Our next meeting on Monday the 24th of August at 7 p.m. will be in Building 9, Room 111 at Chemeketa. Plan to bring your questions for a round table session. Todd and Trevor are going to show the 18 minute video that is going to play at the State Fair Bee Booth. We will also talk about storing supers and getting your bees ready for winter.
Every one in attendance enjoyed a fine picnic last month at the Oak Creek Center for Urban Horticulture at OSU. We had great weather and wonderful food. Market of Choice in Corvallis did a great job on the chicken again this year. Thank you to OSU, the folks who brought great food, and to those who donated door prizes. Those in attendance got to watch me get stung in the side of the nose.
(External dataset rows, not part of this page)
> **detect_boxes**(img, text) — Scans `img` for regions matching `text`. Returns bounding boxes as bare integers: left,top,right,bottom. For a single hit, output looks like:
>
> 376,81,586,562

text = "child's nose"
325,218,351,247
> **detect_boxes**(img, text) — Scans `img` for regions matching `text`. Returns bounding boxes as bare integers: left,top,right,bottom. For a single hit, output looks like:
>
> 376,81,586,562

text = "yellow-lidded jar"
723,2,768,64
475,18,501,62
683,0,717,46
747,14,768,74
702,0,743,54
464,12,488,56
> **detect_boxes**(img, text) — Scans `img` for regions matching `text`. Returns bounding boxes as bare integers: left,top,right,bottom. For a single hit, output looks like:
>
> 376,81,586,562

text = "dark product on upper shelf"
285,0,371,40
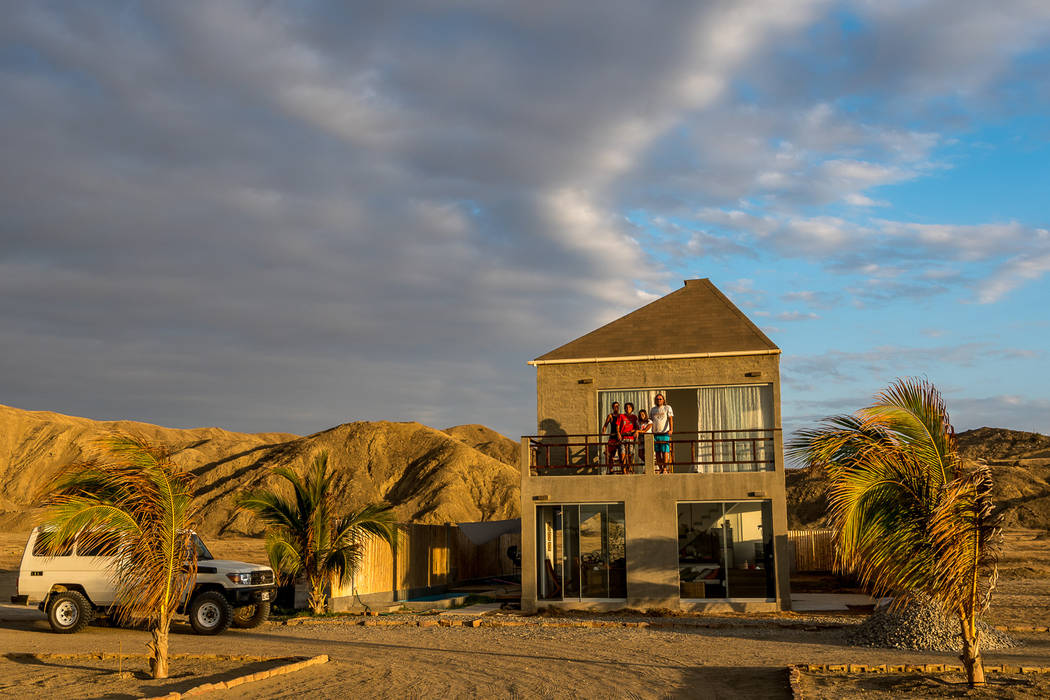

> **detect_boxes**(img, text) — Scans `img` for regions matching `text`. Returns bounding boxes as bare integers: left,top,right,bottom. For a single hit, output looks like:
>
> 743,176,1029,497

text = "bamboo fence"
788,528,835,573
332,524,521,600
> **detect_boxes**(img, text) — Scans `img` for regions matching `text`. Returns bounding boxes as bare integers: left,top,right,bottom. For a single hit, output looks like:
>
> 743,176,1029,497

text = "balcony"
522,428,780,476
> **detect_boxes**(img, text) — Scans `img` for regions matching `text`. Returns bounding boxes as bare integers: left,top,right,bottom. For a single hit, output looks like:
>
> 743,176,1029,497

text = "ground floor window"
678,501,776,599
536,503,627,600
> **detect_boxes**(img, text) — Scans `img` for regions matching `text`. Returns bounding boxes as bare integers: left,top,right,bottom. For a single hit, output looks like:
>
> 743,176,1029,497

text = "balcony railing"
523,428,779,476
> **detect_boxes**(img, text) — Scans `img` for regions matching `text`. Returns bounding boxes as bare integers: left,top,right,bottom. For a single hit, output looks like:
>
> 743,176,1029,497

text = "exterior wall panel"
521,354,791,610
Hopefully everyone has their honey supers off of their hives. It’s that time of year to deal with varroa and tracheal mites. First off it’s always best to take a varroa mite sample and see how critical the mite load is. You can test using the powered sugar shake or the alcohol wash. I prefer the alcohol wash, since the claim is that it’s a bit more accurate. If the alcohol wash indicates 2% or less ( 6 mites on 300 bees) you may decide not to treat that hive. If the test reveals more mites than that, then the beekeeper should treat the hive to reduce the varroa mite load. Don’t forget about tracheal mites. Lately word is being spread around that the bees will take care of the tracheal mites themselves. The honeybees will not take care of them. A hive can easily die from too many tracheal mites and the viruses that they carry. The reason for such an early mite treatment, is to get the honeybees ready for winter. The idea is to start producing as many healthy-mite free bees as possible. To succeed in this, it is suggested that you feed syrup and pollen patties. We feed a 1:1 syrup; even in the fall. These healthy bees will then be the honeybees that produce the winter bees which hopefully will be mite-free. After any mite treatment is over the beekeeper may want to treat for American foulbrood (AFB). AFB has been more prevalent in the last few years.
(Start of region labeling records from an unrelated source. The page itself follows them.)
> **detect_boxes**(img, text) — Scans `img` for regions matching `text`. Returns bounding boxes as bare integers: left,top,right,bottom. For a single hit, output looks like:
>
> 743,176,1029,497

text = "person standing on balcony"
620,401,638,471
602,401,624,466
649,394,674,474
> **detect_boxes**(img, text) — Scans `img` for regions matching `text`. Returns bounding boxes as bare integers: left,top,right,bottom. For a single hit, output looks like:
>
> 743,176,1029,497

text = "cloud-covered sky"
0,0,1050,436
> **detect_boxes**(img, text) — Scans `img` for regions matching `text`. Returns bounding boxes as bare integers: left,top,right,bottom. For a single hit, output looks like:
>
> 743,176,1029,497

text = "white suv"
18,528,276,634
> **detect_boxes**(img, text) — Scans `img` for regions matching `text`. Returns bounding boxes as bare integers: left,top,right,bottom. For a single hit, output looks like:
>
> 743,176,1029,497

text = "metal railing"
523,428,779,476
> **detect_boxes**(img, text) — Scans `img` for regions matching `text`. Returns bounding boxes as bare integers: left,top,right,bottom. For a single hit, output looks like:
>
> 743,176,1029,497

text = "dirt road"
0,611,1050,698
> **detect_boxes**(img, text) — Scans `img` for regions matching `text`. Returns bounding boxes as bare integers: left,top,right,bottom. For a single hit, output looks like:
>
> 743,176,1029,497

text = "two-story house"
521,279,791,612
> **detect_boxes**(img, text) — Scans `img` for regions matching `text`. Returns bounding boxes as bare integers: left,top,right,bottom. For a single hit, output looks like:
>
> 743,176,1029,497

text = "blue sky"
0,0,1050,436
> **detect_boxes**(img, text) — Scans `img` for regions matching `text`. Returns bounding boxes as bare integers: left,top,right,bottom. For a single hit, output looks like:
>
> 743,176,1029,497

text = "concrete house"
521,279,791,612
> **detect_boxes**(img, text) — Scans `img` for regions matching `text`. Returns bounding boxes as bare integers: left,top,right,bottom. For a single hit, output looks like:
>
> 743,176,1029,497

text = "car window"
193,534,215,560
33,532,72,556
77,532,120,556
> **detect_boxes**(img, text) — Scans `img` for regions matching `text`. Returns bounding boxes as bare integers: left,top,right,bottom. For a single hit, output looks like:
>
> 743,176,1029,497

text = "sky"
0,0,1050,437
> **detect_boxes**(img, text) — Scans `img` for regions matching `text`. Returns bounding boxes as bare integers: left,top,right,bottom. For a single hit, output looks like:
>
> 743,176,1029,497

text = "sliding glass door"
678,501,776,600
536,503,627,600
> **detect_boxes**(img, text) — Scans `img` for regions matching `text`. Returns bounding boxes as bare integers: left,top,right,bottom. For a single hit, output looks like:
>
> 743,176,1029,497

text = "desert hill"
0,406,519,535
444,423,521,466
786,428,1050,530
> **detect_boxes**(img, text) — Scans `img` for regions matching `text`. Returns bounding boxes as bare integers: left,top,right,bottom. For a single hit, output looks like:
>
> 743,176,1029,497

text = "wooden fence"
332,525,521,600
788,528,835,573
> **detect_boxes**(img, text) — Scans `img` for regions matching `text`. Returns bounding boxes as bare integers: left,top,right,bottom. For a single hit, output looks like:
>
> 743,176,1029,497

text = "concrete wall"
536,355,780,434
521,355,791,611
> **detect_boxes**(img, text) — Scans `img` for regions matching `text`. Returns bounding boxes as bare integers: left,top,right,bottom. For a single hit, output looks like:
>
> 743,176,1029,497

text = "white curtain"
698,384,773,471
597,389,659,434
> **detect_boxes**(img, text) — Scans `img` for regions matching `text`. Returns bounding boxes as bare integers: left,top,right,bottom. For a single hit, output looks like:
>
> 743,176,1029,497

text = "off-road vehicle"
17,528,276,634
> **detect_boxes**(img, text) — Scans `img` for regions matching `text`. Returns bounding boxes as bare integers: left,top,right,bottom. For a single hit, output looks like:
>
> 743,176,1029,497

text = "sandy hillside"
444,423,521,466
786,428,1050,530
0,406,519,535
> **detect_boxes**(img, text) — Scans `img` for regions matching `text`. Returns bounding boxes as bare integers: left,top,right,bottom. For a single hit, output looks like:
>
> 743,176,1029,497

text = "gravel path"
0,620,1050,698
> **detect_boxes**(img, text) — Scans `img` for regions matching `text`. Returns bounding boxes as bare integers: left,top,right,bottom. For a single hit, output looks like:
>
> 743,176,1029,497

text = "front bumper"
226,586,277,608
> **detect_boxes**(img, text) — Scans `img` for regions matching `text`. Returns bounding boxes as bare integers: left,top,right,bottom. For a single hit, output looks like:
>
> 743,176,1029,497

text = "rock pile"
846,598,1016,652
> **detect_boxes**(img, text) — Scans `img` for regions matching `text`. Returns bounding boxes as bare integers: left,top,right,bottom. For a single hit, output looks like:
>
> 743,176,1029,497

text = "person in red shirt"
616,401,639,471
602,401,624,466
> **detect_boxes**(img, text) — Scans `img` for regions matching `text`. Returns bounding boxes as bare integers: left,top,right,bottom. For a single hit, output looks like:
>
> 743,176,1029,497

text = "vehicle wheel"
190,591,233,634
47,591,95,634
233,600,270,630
Have you signed up to work the Oregon State Fair Bee Booth? This is a great time and opportunity to promote honeybees. Don’t worry if you are thinking that you don’t know enough about bees; if you have been a beekeeper for a part of a year, you know more than the general public. You’ll meet many interesting people.
The Oregon State Beekeepers Association (OSBA) Fall Conference is coming up on Nov. 6,7,and 8, 2015. It’s being held at the Oregon Garden Resort in Silverton. This year’s theme for the conference is “Products of the Hive.” For more information go to www.orsba.org. It is being held here in the valley so plan to attend and add to your beekeeping knowledge.
The documentary Queen of the Sun: What are the Bees Telling Us? is going to play at the Wilsonville Public Library, August 26th at 7 p.m. The library is at 8200 SW Wilsonville Rd., Wilsonville, OR.